Summary: UnixMarshal.PtrToString fails with UTF32Encoding
Product: [Mono] Class Libraries Reporter: Ondřej Hošek <ondra.hosek>
Component: Mono.POSIXAssignee: Bugzilla <bugzilla>
Severity: normal CC: meebey, mono-bugs+mono
Priority: ---    
Version: master   
Target Milestone: Untriaged   
Hardware: PC   
OS: Linux   
Tags: Is this bug a regression?: ---
Last known good build:
Attachments: patch special-casing UTF32Encoding as UTF8Encoding, UnicodeEncoding, etc. are
test program for unmarshaling UTF-32 strings

Description Ondřej Hošek 2015-07-03 14:14:21 UTC
Created attachment 11854 [details]
patch special-casing UTF32Encoding as UTF8Encoding, UnicodeEncoding, etc. are

UnixMarshal.PtrToString(IntPtr, Encoding) does not work correctly if the Encoding argument is an instance of UTF32Encoding.
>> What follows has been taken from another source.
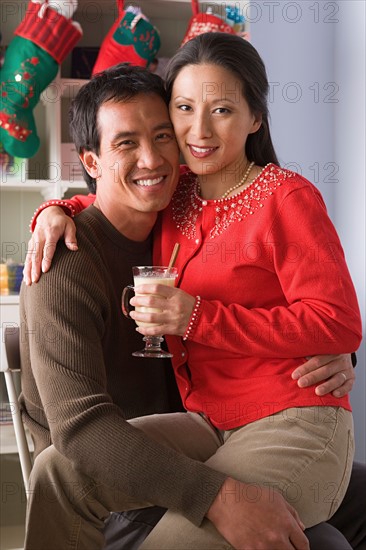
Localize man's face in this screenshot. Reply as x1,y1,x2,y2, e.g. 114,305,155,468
83,94,179,222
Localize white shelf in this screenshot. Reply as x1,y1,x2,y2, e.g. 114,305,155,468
0,293,19,306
PtrToString calls GetStringByteLength, which doesn't special-case UTF32Encoding and thus calls GetRandomBufferLength. However, encoding.GetMaxByteCount(1) returns 8 for instances of UTF32Encoding (apparently because some specific input of one char can return two UTF-32 units, i.e. 8 bytes). Thus, GetRandomBufferLength reads until encountering 8 NUL bytes instead of the requisite 4.

Since GetStringByteLength contains special cases for UTF-8, UTF-7, UTF-16, ASCII and UnixEncoding, it probably makes sense to special-case UTF-32 too, as I have done in the attached patch.

The attached BrokenUtf32DecodingTestProgram.cs is a test application that marshals a byte array containing (among some garbage) a UTF-32 string, then tries to unmarshal it using PtrToString.
Comment 1 Ondřej Hošek 2015-07-03 14:15:03 UTC
Created attachment 11855 [details]
test program for unmarshaling UTF-32 strings
Comment 2 Ondřej Hošek 2015-07-03 17:32:57 UTC
Opened a pull request on Github: https://github.com/mono/mono/pull/1913
Comment 3 Ondřej Hošek 2015-07-06 06:41:12 UTC
Merged in f7816d844aa482f3682efc3111f9001f0994b2d7.